Mas o rei , sempre atormentado pela partida célere de seu pai, temia que ela pudesse falecer repentinamente e deixar o trono sem herdeiro. Com a preocupação de assegurar a necessidade de linhagem e sabendo que provavelmente não poderia contar com a rainha Latvéria, numa escura e solitária  noite em que o frio agreste do Vento Norte assolava o palácio, com a brisa gelada a entrar sorrateiramente pelas frinchas das portadas, chocalhando os ossos do soberano de frio, Leopoldo II sentou-se à mesinha no seu quarto e prontamente principiou a escrever o èdito de Mocida, estipulando basicamente que não mais as suas noites fossem desertas de prazer ou companhia.
Nos seus vinte e três anos, a agora rainha via-se desprovida de qualquer afecto pelo seu corpo,isolando-se numa redoma de gelo, sem qualquer orgulho pelos seus atríbutos físicos e sem qualquer confidente que lhe pudesse amenizar o desassossego da sua alma. Invariávelmente, dia após dia, desde que tinha ascendido ao trono, a rainha definhava na sua elegância e charme, permitindo que a sua mente abrisse portas para a obscura demência que o isolamento da torre lhe permitia.

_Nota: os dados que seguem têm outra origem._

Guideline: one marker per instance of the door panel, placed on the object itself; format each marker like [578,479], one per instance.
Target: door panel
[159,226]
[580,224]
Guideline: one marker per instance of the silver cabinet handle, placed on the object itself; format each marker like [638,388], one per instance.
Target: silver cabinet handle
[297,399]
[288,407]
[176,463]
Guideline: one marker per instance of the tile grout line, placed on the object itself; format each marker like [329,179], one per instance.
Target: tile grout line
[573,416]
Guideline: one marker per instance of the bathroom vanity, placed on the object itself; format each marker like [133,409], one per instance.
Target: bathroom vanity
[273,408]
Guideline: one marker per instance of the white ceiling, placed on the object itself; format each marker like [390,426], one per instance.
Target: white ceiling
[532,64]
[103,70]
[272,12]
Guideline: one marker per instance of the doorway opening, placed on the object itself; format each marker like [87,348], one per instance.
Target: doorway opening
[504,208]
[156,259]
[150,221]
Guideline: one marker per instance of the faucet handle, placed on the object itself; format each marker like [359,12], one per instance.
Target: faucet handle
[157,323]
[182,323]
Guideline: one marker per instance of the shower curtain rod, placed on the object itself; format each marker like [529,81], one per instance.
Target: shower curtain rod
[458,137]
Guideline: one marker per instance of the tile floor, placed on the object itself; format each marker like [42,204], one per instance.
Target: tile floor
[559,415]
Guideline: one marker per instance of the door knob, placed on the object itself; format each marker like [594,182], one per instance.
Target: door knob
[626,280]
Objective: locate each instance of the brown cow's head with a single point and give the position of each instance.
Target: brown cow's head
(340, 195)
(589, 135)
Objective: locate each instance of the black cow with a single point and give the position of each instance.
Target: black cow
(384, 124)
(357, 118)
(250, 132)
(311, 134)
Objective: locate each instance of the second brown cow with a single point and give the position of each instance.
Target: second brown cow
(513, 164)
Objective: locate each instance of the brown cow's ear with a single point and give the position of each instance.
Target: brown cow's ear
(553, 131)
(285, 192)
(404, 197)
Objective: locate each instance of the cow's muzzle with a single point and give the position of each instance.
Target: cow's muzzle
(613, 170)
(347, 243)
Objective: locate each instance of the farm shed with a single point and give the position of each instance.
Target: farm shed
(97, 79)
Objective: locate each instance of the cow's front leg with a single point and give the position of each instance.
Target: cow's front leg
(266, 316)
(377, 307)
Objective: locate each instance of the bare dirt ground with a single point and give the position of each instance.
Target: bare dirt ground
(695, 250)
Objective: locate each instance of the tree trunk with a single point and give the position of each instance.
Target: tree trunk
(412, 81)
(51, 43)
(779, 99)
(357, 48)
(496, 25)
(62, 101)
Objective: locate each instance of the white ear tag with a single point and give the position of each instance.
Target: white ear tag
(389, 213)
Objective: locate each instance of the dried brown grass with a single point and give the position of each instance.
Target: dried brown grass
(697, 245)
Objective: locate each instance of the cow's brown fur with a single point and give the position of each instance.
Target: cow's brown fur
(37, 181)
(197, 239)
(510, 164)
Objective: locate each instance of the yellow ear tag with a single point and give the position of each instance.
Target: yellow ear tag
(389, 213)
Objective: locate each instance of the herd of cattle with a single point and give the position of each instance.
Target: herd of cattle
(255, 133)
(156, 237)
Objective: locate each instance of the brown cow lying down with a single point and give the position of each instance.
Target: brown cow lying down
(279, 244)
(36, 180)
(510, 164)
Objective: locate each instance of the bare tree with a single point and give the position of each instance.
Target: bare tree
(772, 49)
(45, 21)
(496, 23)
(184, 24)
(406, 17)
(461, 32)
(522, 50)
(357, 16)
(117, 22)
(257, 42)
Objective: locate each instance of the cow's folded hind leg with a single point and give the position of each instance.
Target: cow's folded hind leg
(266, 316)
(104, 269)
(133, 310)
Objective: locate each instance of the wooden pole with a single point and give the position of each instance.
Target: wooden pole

Durante os primeiros tempos, isolada na sua parte do palácio, Latvéria desejava a morte em serenos sussurros, tentou inclusivamente formular pedidos suplicantes às amas que lhe fizessem chegar alguma espécie de veneno, mas nessas horas a voz desaparecia, com receio do que Leopoldo II pudesse fazer à sua família e a reputação que tal acto traria, manchando o clã Dabrun.
Pouco a pouco, assim muito gradualmente a rainha tornou-se prisioneira dos seus medos e dos seus traumas. Os dias eram sempre iguais, as ausências de rotinas cada vez mais evidentes até que deixou de sair do seu quarto, remetendo-se ao leito da cama, como quem aguarda a morte.
Gradualmente viu-se alvo de estudo dos doutorados, feiticeiros ou auto-proclamados mágicos, mas nenhum deles poderia curar o que não tem cura. Latvéria era um pássaro que tinha sido aprisionado na flor da vida e agora...Agora já não queria mais voar.
Não ciente da sua autocomiseração a rainha deixava-se embalar em longas horas de ócio, indiferente à contagem das horas e dos dias. Se chovia, se fazia frio ou se caía neve, era para ela absolutamente igual. Entregara-se ao leito da mesma forma que se entregara a Leopoldo II e habituara-se a essa condição servil de se resignar à sua sorte, aos caprichos de outros.
Evitando calcar as bordas do seu vestido amarelo gasto pelas horas deitada sobre ele, Latvéria recolheu de novo ao seu quarto, deixando as aias do lado de fora. Não sabia porque se submetia à humilhação de ver as candidatas, ciente de que isso só acarretava pena e piedade pela sua pessoa, perante as suas aias, mas no fundo algo lhe dizia que um dia tudo acabaria e ela poderia voltar a ser livre e dona de si.